-
Notifications
You must be signed in to change notification settings - Fork 38
Description
Summary
Long exfil transfers can become disproportionately slow compared to downloads, even on loopback. The behavior appears protocol‑level: polls (which are needed to elicit ACKs/data) are only sent when picoquic produces a packet, but pacing/cwnd collapse suppresses sends, starving ACKs and locking the connection into a low‑throughput regime.
Environment
- Slipstream: local build from
main - Mode: direct connection (client points at server as resolver)
- Network: loopback, no netem
Reproduction (direct connection, loopback)
- Start a TCP sink for the server target:
nc -l 5201 > /dev/null - Start the slipstream server:
slipstream-server \ --dns-listen-port=8853 \ --target-address=127.0.0.1:5201 \ --domain=test.com
- Start the slipstream client:
slipstream-client \ --congestion-control=bbr \ --tcp-listen-port=7000 \ --resolver=127.0.0.1:8853 \ --domain=test.com
- Exfiltrate 100MB and time it:
/usr/bin/time -f "elapsed=%e" sh -c \ "dd if=/dev/zero bs=1M count=100 2>/dev/null | nc 127.0.0.1 7000"
- (Optional) Repeat with 10MB (
count=10) for comparison.
Observed
Example 100MB run (loopback):
- end‑to‑end exfil: ~1.65 MiB/s
- end‑to‑end download: ~46.7 MiB/s
Despite zero loss and minimal RTT, exfil remains much slower than download and does not recover over time.
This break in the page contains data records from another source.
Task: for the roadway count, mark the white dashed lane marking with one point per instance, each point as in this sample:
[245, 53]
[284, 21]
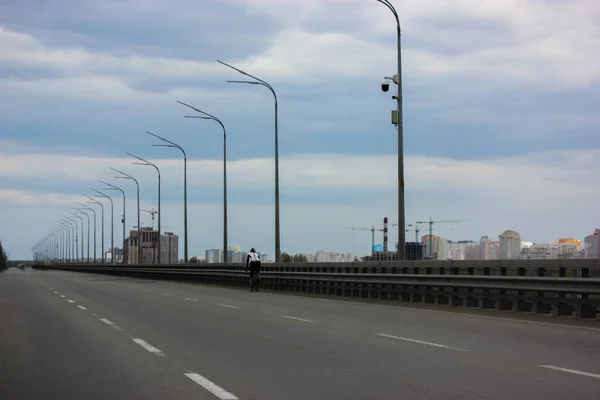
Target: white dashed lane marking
[228, 306]
[385, 335]
[148, 347]
[211, 387]
[571, 371]
[296, 318]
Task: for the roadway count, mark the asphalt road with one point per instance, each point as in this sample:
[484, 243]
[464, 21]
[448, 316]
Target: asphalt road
[67, 335]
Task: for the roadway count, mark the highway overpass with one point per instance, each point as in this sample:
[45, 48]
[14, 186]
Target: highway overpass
[69, 335]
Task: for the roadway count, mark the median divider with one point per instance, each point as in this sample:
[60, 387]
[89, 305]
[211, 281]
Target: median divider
[554, 287]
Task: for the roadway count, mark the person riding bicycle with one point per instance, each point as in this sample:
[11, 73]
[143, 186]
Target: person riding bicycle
[253, 261]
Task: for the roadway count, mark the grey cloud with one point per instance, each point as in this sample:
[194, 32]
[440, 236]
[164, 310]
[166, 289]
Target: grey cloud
[211, 28]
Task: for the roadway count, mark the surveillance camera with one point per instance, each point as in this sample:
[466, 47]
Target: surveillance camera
[385, 85]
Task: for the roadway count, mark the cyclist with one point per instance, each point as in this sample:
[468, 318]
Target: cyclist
[253, 261]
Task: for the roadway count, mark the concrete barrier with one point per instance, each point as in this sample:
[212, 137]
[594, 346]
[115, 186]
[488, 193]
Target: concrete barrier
[553, 287]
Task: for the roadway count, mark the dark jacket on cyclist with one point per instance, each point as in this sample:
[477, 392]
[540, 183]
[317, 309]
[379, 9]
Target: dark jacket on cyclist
[253, 260]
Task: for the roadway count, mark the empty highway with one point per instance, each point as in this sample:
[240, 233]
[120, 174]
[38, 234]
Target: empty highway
[66, 335]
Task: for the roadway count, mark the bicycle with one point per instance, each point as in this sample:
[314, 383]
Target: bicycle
[254, 280]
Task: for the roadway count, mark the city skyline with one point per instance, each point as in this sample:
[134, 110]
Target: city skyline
[500, 122]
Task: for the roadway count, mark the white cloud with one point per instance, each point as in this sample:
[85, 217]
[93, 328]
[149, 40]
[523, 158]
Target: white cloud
[533, 43]
[552, 176]
[533, 176]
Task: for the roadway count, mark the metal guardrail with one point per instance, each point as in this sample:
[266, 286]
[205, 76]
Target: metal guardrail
[556, 289]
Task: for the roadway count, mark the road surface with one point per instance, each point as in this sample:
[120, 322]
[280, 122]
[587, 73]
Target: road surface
[66, 335]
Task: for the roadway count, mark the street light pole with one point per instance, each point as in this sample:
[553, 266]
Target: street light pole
[65, 229]
[258, 81]
[401, 215]
[176, 146]
[139, 238]
[81, 219]
[88, 218]
[75, 254]
[94, 212]
[148, 163]
[112, 225]
[211, 117]
[113, 187]
[102, 221]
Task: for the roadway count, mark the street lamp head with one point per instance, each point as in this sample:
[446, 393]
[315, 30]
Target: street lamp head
[248, 82]
[232, 67]
[385, 85]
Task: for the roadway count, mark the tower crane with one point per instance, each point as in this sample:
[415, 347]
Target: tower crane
[153, 213]
[373, 229]
[431, 222]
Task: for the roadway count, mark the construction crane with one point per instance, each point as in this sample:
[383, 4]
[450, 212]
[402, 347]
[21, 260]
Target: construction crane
[153, 213]
[431, 222]
[416, 230]
[373, 229]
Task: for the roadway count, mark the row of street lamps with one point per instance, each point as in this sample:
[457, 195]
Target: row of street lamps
[61, 233]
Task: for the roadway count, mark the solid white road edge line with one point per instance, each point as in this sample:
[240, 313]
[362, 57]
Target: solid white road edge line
[211, 387]
[296, 318]
[385, 335]
[228, 306]
[571, 371]
[148, 347]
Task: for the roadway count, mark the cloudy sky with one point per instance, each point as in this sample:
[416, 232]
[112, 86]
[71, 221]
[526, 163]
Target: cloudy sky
[501, 118]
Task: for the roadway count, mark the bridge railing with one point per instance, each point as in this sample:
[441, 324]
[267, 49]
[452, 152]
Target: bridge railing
[555, 287]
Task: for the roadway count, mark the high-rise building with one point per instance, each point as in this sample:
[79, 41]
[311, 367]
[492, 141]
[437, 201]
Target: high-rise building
[510, 245]
[169, 248]
[149, 239]
[592, 247]
[439, 247]
[169, 244]
[214, 256]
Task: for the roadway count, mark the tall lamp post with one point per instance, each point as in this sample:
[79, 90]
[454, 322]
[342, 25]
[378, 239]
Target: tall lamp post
[79, 212]
[139, 239]
[148, 163]
[84, 207]
[113, 187]
[92, 200]
[70, 221]
[81, 219]
[401, 216]
[211, 117]
[176, 146]
[260, 82]
[65, 229]
[112, 224]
Short transfers often complete before the low‑throughput regime is visible.
Expected
Exfil throughput should stay in the same order of magnitude as download for local direct‑connection tests, and should not collapse purely as transfer size increases.
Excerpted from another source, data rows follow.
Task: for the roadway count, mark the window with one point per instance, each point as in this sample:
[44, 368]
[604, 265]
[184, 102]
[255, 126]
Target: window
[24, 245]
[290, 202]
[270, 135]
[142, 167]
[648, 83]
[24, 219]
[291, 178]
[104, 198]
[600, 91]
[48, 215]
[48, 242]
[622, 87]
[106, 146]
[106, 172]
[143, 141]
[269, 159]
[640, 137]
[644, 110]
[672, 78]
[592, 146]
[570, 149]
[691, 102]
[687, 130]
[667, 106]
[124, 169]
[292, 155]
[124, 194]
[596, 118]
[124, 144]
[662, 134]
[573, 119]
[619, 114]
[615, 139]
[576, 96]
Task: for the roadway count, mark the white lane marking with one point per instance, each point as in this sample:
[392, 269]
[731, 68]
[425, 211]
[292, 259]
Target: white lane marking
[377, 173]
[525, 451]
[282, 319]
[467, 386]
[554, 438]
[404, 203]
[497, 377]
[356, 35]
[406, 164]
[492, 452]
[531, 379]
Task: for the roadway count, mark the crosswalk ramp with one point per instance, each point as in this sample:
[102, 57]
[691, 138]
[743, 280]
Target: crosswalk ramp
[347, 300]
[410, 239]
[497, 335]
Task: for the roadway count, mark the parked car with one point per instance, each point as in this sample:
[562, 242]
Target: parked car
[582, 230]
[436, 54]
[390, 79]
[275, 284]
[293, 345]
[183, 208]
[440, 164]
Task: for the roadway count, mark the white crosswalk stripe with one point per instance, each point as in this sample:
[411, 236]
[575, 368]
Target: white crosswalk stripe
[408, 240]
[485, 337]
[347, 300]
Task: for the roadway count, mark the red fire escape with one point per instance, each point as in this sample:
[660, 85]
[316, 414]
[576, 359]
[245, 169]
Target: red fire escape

Suspected Cause (protocol‑level)
Polling in slipstream depends on the QUIC stack producing a packet:
- The client requests a poll by setting
cnx->is_poll_requestedand callingpicoquic_prepare_packet_ex. - In
src/slipstream_sockloop.c, ifsend_length == 0, the poll loop stops. - In
subprojects/picoquic/picoquic/sender.c, poll insertion only happens when pacing allows sending.
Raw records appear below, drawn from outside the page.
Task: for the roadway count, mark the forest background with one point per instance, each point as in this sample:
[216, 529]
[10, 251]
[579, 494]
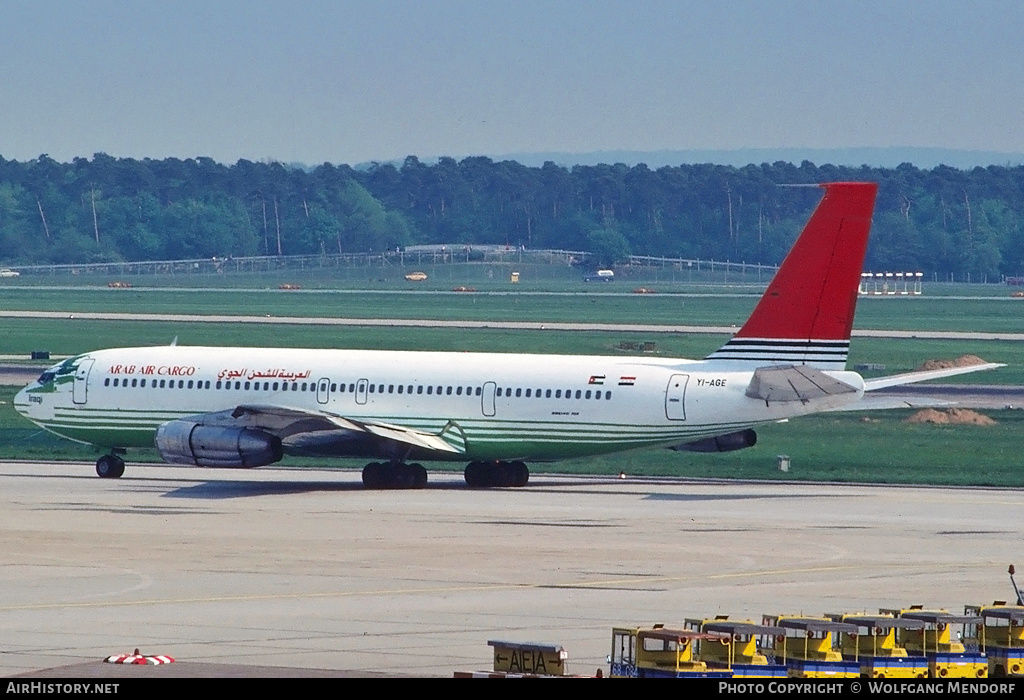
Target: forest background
[943, 221]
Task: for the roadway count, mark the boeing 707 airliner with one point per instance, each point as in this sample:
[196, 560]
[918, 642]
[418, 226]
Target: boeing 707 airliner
[243, 407]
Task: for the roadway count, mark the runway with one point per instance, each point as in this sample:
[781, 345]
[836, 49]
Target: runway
[304, 570]
[512, 325]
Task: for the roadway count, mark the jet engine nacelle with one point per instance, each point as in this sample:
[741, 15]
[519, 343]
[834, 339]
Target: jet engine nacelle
[721, 443]
[184, 442]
This creates a feedback loop under sustained exfil:
- Congestion controller shrinks
cwin/pacing_rate. picoquic_prepare_packet_exyieldssend_length == 0.- Polls stop (no DNS queries), so ACKs/data are not elicited.
- RTT samples worsen and pacing remains low.
The behavior aligns with docs/protocol.md (poll frames are non‑ACK‑eliciting), but in the DNS tunnel this can suppress the only mechanism that drives ACKs back from the server.
Proposed Fix (primary)
Introduce a rate‑limited poll bypass when there is in‑flight data:
- Allow emitting a poll frame even if pacing would normally block sends.
- Rate‑limit the bypass (e.g., one poll per RTT/4 or a small fixed interval).
- Keep polls non‑ACK‑eliciting to avoid ping‑pong storms.
This preserves congestion safety while preventing the “no poll → no ACK → low cwnd → no poll” deadlock.
Alternative / Additional Mitigations
- Keep
is_poll_requestedsticky until a poll is actually emitted (do not drop onsend_length == 0). - Trigger periodic poll requests while
bytes_in_transit > 0, rather than tying them solely to inbound DNS responses.
Files referenced
src/slipstream_sockloop.c(poll request + send loop)docs/protocol.md(poll frame behavior)subprojects/picoquic/picoquic/sender.c(poll insertion gated by pacing)
Token usage: total=11,254,186 input=9,024,612 (+ 263,297,024 cached) output=2,229,574 (reasoning 1,750,464)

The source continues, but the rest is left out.